The inner tracking layers of all LHC experiments were designed and developed to cope with the environment of the present Large Hadron Collider (LHC). At the LHC Phase-II Upgrade foreseen for 2026, the particle densities and radiation levels will increase by roughly an order of magnitude compared to the present LHC conditions, and the silicon-based inner tracking systems have to be able to withstand fluences of up to 2e16 neq/cm2.
Within the CERN RD50 Collaboration, a large R&D program has been underway for more than a decade across experimental boundaries to develop silicon sensors with sufficient radiation tolerance for HL-LHC tracker detectors. This challenge is approached simultaneously from different angles: Collaboration activities range from defect characterization and modeling to sensor development and the integration of sensors into full detector systems.

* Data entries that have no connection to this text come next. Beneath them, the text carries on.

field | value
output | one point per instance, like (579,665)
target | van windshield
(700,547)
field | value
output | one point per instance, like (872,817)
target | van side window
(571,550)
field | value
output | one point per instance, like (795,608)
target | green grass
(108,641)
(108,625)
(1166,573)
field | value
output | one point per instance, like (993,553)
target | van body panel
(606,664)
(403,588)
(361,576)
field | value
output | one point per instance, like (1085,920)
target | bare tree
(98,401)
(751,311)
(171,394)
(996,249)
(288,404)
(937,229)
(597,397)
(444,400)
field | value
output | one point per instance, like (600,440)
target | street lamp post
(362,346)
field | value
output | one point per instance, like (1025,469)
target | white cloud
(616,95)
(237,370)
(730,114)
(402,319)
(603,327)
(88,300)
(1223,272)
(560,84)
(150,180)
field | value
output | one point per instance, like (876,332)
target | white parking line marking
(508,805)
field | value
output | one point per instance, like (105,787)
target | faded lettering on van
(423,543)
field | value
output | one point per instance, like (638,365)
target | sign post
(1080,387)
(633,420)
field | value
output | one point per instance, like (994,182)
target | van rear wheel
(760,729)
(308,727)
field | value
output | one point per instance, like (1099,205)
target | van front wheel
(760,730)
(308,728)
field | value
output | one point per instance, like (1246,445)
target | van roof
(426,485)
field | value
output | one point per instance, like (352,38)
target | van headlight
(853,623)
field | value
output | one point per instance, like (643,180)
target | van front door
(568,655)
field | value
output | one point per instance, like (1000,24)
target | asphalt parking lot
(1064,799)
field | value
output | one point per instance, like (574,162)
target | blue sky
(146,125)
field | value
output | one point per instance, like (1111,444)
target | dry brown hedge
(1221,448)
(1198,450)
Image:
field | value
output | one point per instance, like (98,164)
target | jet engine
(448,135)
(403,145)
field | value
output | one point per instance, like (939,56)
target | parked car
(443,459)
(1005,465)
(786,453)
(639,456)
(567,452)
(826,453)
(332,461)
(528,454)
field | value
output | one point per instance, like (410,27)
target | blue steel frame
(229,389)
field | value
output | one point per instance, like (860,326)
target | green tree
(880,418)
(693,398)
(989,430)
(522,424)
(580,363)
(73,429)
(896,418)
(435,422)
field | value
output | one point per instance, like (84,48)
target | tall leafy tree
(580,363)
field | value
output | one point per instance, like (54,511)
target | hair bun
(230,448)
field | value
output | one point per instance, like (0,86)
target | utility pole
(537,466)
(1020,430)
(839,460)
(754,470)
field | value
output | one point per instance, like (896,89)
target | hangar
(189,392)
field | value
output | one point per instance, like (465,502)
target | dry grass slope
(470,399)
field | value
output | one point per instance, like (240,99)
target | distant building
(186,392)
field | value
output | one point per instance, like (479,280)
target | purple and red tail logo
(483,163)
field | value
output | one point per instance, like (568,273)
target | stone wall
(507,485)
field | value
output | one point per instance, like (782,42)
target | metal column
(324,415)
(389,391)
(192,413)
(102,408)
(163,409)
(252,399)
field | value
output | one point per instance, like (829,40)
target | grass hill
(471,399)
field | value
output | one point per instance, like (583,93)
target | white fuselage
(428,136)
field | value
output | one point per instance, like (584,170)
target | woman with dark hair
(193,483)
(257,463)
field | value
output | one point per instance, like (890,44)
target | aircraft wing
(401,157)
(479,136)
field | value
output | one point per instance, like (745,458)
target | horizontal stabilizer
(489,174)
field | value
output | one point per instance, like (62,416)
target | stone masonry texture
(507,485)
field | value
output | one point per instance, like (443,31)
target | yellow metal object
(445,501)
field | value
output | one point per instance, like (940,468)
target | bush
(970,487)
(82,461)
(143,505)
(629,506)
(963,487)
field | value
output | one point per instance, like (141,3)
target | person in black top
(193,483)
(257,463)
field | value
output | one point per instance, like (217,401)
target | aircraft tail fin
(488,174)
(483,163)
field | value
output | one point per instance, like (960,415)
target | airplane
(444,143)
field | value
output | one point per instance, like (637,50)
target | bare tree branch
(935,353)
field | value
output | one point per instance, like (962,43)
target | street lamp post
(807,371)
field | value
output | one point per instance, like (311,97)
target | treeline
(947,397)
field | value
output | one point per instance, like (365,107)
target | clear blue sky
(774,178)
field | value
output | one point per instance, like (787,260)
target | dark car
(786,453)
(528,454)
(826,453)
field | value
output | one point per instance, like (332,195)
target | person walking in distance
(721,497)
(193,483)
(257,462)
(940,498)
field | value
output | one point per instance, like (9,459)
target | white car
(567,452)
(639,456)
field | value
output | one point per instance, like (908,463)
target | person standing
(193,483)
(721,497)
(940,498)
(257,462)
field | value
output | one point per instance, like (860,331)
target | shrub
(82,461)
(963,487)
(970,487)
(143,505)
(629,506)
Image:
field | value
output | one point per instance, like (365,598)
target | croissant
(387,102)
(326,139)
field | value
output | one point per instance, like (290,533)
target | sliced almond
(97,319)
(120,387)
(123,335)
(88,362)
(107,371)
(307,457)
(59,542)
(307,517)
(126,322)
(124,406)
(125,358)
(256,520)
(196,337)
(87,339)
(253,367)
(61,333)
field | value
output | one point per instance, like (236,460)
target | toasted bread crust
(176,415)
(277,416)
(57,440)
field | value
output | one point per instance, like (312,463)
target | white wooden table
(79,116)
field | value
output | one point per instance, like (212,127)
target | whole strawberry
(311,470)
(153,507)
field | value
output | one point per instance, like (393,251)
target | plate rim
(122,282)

One of the main objectives of the RD50 collaboration is to gain a deeper understanding of the connection between the macroscopic sensor properties, such as radiation-induced increase of leakage current and trapping, and the microscopic properties at the defect level. With increasing fluence, radiation-induced phenomena on a sensor level become increasingly complex, and call for advanced techniques and strategies to identify the mechanisms behind the observed changes in material properties. Furthermore, at very high radiation levels the differences in radiation damage caused by different types of radiation are highlighted, which poses a challenge for the scaling of radiation damage.
Experimental results are complemented by simulation studies, e.g. to obtain predictions of the electric field distributions and trapping in the silicon sensors and to assist device structure optimization, using both open-source and commercial TCAD simulation tools.
This talk will present an overview of research activities within the RD50 Collaboration, with an emphasis on the characterization and current understanding of radiation-induced effects corresponding to HL-LHC fluences. We will comment on considerations for silicon detectors in future collider experiments, where tracker detectors may be exposed to fluences of up to 7e17 neq/cm2.
We will also discuss recent developments in novel silicon detector technologies and fabrication, for example 3D detectors and low-gain avalanche detectors, as far as they are not covered in dedicated presentations.